General symptoms of opioid toxicity include confusion, somnolence, shallow breathing, small pupils, nausea, vomiting, constipation and lack of appetite. In severe cases this may include symptoms of circulatory and respiratory depression, which may be life threatening and very rarely fatal. Estimates of prevalence of ultra-rapid metabolisers in different populations are summarised below:

Population

Prevalence %

African/Ethiopian

29%

African American

3.4% to 6.5%

Asian

1.2% to 2%

Caucasian

3.6% to 6.5%

Greek

6.0%

Hungarian

1.9%

Northern European

1% to 2%

Post operative use in children

There have been reports in the published literature that codeine given post-operatively in children after tonsillectomy and/or adenoidectomy for obstructive sleep apnoea, led to rare, but life threatening adverse events including death (see also section 4.3).

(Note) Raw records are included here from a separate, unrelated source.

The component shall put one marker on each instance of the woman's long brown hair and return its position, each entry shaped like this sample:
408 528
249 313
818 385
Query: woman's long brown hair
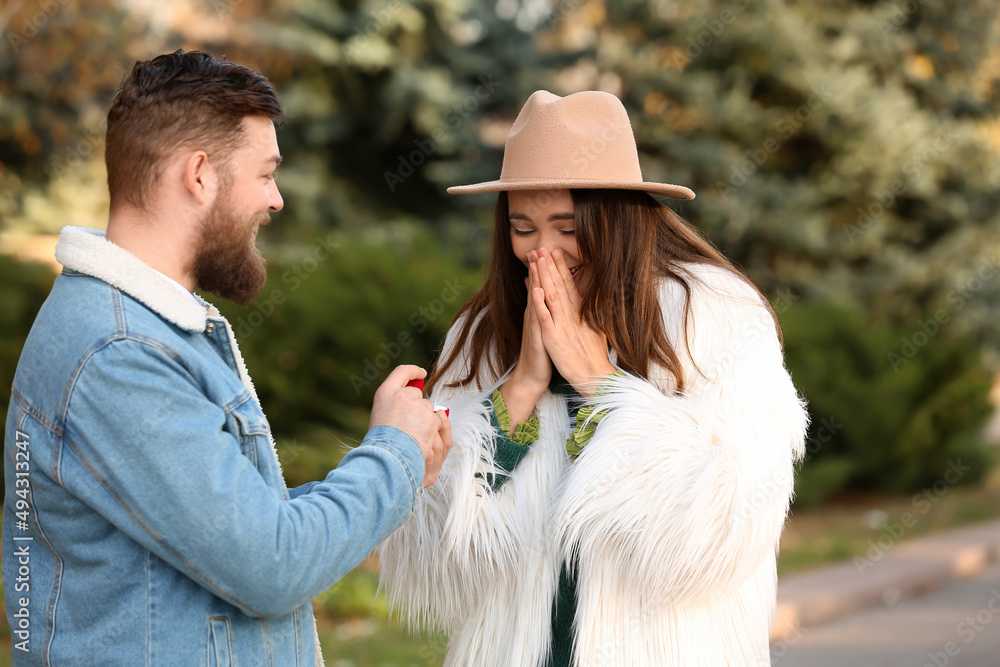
630 242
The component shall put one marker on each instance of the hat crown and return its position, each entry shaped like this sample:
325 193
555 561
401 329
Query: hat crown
583 140
581 137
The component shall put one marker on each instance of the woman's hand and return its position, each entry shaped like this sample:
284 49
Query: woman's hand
578 351
533 372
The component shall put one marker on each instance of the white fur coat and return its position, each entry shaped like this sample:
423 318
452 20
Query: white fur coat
672 511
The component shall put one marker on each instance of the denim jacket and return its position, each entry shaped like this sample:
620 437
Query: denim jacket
146 519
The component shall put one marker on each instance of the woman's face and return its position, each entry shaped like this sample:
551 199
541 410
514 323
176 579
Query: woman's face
545 219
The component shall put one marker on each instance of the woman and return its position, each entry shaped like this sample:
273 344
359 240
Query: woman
624 429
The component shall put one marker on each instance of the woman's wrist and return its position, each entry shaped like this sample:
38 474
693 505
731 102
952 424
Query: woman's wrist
520 397
586 384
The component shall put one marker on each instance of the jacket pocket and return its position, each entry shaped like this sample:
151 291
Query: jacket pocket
220 647
252 430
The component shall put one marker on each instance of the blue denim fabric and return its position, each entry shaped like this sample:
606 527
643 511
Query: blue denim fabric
158 529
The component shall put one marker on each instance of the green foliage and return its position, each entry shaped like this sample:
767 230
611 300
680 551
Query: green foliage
891 407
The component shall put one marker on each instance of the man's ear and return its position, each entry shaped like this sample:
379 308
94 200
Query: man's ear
199 177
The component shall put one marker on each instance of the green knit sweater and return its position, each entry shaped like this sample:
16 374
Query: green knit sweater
509 452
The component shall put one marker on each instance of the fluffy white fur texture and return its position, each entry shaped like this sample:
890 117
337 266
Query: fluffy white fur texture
671 515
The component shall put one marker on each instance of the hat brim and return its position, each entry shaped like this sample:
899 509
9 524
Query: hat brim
675 191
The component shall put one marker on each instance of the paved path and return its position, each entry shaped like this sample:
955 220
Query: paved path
956 625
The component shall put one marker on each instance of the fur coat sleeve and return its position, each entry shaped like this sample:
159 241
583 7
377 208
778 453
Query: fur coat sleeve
688 491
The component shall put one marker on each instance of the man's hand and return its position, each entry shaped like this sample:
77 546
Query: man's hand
405 408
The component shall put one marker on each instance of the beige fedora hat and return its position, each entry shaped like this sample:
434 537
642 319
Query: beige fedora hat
582 140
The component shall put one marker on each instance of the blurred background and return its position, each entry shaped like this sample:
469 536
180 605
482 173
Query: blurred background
845 154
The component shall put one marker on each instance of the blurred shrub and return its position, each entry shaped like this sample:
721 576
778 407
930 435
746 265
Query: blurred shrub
892 407
24 287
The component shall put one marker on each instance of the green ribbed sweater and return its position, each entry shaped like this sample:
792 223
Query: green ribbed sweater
508 455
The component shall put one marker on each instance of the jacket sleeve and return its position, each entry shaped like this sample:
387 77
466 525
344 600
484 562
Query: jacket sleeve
688 491
177 482
463 535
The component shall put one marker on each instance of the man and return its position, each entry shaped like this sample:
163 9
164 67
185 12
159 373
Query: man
146 520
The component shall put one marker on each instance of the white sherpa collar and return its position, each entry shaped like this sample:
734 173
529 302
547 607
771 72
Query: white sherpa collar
88 251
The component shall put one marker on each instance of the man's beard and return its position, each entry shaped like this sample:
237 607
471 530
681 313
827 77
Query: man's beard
227 262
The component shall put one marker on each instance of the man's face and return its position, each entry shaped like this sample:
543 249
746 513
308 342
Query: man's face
226 261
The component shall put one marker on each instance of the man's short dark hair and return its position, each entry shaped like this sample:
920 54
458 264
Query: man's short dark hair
179 100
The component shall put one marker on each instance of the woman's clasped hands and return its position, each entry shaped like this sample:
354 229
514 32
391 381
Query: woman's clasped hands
554 334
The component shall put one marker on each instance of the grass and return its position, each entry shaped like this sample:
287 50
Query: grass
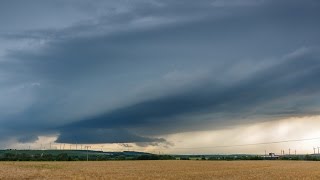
173 169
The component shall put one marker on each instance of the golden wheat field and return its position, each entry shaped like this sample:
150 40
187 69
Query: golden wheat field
161 170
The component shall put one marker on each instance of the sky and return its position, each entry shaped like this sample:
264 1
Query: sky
162 76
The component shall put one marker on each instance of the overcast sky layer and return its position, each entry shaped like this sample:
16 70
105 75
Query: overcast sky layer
118 71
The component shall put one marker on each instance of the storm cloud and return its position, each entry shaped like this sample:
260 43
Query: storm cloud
133 72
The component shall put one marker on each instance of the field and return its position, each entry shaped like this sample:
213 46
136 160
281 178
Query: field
173 169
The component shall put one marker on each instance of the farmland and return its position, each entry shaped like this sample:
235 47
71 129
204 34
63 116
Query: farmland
171 169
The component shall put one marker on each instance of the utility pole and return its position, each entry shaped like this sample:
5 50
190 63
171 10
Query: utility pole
87 152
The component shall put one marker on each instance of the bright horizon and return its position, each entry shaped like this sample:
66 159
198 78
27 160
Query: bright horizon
160 75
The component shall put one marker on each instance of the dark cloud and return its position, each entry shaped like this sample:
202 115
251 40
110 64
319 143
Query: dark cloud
112 71
275 92
101 135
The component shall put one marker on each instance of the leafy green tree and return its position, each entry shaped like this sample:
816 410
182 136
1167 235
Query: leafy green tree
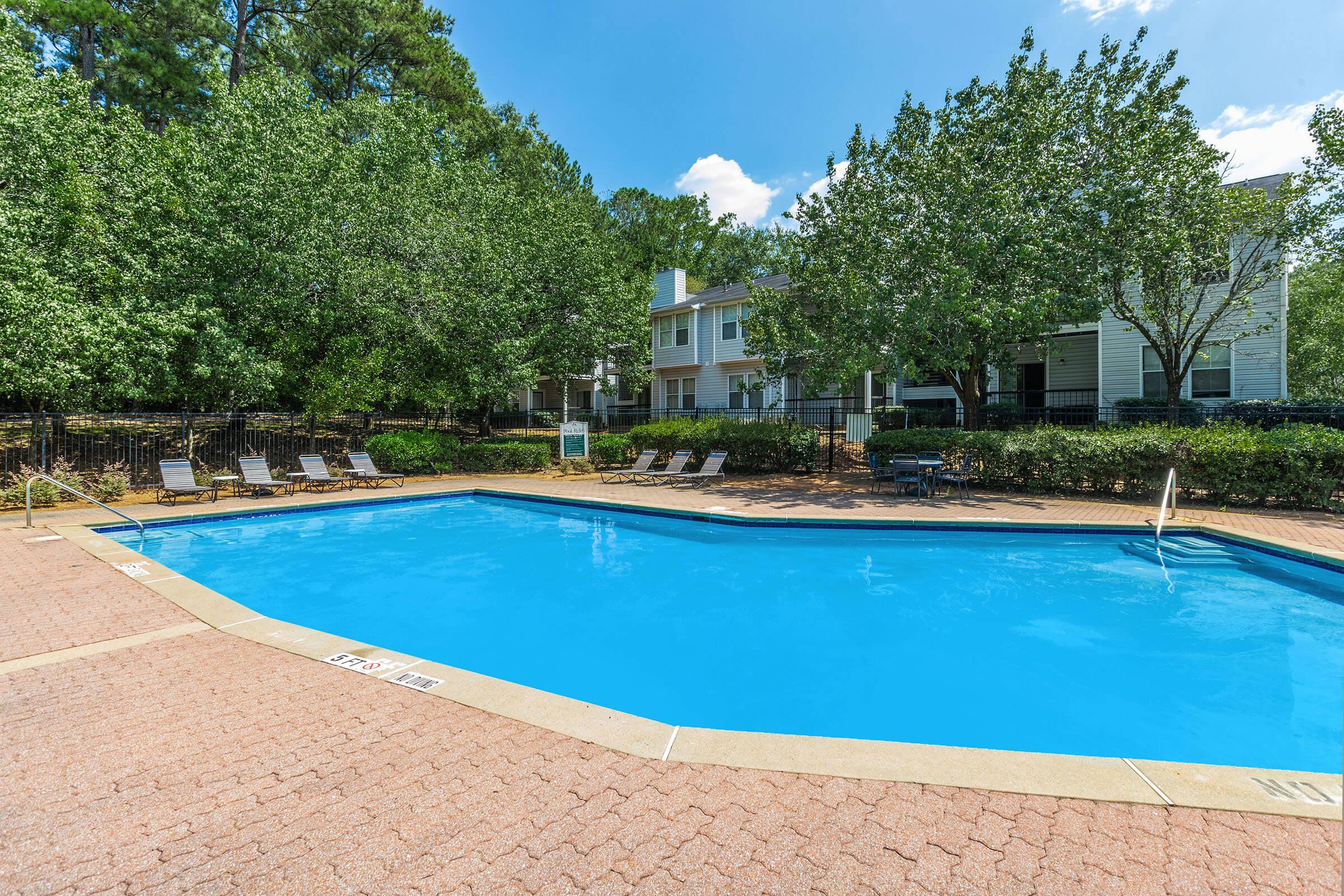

All children received doses of codeine that were within the appropriate dose range; however there was evidence that these children were either ultra-rapid or extensive metabolisers in their ability to metabolise codeine to morphine.

Children with compromised respiratory function

Codeine is not recommended for use in children in whom respiratory function might be compromised including neuromuscular disorders, severe cardiac or respiratory conditions, upper respiratory or lung infections, multiple trauma or extensive surgical procedures. These factors may worsen symptoms of morphine toxicity.

Paracetamol

Caution is advised if paracetamol is administered concomitantly with flucloxacillin due to increased risk of high anion gap metabolic acidosis (HAGMA), particularly in patients with severe renal impairment, sepsis, malnutrition and other sources of glutathione deficiency (e.g. chronic alcoholism), as well as those using maximum daily doses of paracetamol. Close monitoring, including measurement of urinary 5oxoproline, is recommended.

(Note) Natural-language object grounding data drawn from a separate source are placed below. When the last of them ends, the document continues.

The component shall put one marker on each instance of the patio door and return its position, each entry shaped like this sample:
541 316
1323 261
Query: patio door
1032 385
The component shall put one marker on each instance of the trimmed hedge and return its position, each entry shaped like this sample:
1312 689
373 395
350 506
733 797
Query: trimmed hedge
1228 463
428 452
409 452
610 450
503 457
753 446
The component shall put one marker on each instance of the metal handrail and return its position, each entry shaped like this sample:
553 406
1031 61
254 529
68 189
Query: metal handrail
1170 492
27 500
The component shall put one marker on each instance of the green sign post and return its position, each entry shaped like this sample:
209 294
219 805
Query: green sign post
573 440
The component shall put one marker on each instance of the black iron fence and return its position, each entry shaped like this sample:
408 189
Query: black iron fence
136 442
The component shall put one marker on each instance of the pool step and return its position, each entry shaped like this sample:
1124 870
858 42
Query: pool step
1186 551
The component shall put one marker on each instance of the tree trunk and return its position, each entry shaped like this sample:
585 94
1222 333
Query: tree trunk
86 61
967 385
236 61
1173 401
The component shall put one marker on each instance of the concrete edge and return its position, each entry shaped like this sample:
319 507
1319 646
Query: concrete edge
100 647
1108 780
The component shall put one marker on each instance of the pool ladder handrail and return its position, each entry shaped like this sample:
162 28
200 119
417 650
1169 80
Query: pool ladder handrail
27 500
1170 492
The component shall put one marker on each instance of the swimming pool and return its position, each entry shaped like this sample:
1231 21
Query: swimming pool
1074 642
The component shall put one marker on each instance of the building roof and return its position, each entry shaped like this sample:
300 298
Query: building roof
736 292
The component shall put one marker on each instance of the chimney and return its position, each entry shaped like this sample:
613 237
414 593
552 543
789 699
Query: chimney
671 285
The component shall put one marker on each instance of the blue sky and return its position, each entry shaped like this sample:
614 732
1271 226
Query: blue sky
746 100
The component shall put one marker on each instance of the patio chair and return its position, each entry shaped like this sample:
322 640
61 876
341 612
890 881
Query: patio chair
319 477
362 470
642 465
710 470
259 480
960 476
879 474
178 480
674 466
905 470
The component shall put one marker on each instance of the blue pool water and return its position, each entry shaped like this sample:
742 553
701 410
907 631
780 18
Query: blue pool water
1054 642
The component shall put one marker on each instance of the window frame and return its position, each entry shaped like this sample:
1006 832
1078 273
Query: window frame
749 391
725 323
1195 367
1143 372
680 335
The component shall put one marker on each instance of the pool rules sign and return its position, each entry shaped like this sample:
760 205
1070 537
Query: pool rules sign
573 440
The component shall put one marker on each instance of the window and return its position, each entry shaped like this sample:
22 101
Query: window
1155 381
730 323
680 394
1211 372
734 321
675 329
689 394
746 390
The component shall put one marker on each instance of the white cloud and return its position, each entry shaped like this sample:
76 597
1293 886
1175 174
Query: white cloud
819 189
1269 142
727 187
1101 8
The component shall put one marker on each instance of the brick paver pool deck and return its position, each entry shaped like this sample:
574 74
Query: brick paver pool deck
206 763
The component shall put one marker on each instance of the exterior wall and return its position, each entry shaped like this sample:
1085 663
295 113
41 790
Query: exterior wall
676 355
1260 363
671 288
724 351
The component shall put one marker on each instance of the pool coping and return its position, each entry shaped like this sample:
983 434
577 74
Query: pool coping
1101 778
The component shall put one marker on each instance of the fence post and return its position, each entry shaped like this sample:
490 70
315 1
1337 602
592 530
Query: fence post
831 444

Information about some of the ingredients in this medicine

This medicine contains sodium metabisulphite (E223) which may rarely cause severe hypersensitivity reactions and bronchospasm.

This medicine contains less than 1 mmol sodium (23 mg) per tablet, that is to say essentially 'sodium-free'.

4.5 Interaction with other medicinal products and other forms of interaction

Paracetamol

The speed of absorption of paracetamol may be increased by metoclopramide or domperidone and absorption reduced by colestyramine.

The anticoagulation effect of warfarin and other coumarins may be enhanced by prolonged regular use of paracetamol with increased risk of bleeding; occasional doses have no significant effect.

Alcohol and drugs which induce hepatic microsomal enzymes e.g. antiepileptic drugs, may increase the hepatotoxicity of paracetamol, particularly after overdose.

Codeine

Codeine may antagonise the effects of metoclopramide and domperidone on gastrointestinal motility.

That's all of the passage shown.